Oracle Corporation had more than $70 billion wiped off its stock market value yesterday after the American computer software company reported disappointing cloud sales as it continued to invest huge sums in artificial intelligence data centres.

Technology investors are worried about an AI bubble as some analysts point to elevated valuations, unclear productivity gains and circular investments.

Oracle warned on Wednesday that capital expenditures, which include data centre spending, were expected to reach $50 billion in the year to the end of May 2026, a $15 billion increase from the company’s estimates in September.

AI bubble is fuelled by debt, Bank of England warns

The company reported a 34 per cent rise in second-quarter cloud sales to $7.98 billion and a 68 per cent rise in revenue from the company’s infrastructure business to $4.08 billion. However, both figures missed analysts’ estimates. At least 13 brokerages cut their price targets on Oracle’s stock. Oracle closed down $24.17, or 10.8 per cent, at $198.84 in New York on Thursday night.

Oracle, based in Texas, was founded in 1977 as a provider of packaged computer software to businesses and still operates in that area as well as in hardware.

It has long been in the shadow of younger tech groups such as Amazon, Microsoft and Google.
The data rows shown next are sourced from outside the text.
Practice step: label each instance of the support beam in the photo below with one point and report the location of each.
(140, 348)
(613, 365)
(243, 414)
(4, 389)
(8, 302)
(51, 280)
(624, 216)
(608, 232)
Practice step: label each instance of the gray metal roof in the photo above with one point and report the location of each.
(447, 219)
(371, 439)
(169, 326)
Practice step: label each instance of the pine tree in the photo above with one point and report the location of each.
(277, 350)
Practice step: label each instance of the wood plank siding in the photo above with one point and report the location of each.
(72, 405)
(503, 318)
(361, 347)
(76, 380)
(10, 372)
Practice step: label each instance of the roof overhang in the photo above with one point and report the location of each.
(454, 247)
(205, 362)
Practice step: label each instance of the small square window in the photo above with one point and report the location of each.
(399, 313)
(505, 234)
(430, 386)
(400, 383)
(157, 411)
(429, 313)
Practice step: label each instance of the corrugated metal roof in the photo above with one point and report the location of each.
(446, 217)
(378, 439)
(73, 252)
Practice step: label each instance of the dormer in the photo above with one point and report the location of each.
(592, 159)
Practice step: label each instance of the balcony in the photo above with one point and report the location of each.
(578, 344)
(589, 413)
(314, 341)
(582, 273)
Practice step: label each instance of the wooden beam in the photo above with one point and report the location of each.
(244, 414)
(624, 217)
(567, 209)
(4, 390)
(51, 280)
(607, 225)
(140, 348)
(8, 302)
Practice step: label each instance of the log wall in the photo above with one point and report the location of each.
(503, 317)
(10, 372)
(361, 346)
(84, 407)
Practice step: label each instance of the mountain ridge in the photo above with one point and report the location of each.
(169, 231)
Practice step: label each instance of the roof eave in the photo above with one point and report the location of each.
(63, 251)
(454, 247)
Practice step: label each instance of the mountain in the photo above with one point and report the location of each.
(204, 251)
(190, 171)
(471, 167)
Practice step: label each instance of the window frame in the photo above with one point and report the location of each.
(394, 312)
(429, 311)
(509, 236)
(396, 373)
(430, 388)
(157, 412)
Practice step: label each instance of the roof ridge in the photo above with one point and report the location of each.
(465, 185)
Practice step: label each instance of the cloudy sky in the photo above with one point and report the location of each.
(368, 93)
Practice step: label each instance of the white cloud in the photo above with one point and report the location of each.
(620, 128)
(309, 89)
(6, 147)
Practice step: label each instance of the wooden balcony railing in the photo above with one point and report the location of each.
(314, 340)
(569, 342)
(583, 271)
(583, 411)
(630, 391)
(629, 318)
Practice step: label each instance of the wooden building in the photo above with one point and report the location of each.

However, its shares surged in September when the company outlined surprisingly strong quarterly earnings which demonstrated growing demand for its relatively low-cost cloud infrastructure services. It has recently signed significant cloud-computing deals with tech companies such as OpenAI.

Larry Ellison, Oracle’s co-founder and chairman, was listed as the world’s second-richest man on Tuesday, with an estimated fortune of $283 billion, according to the Bloomberg Billionaires Index.

Some analysts brushed off concerns about Oracle’s high infrastructure spending. Bank of America analysts said: “The current weakness is more capex investment cycles needed to support demand, with the company paying the price for the abnormal speed in which investment is required to meet current AI demand trends.”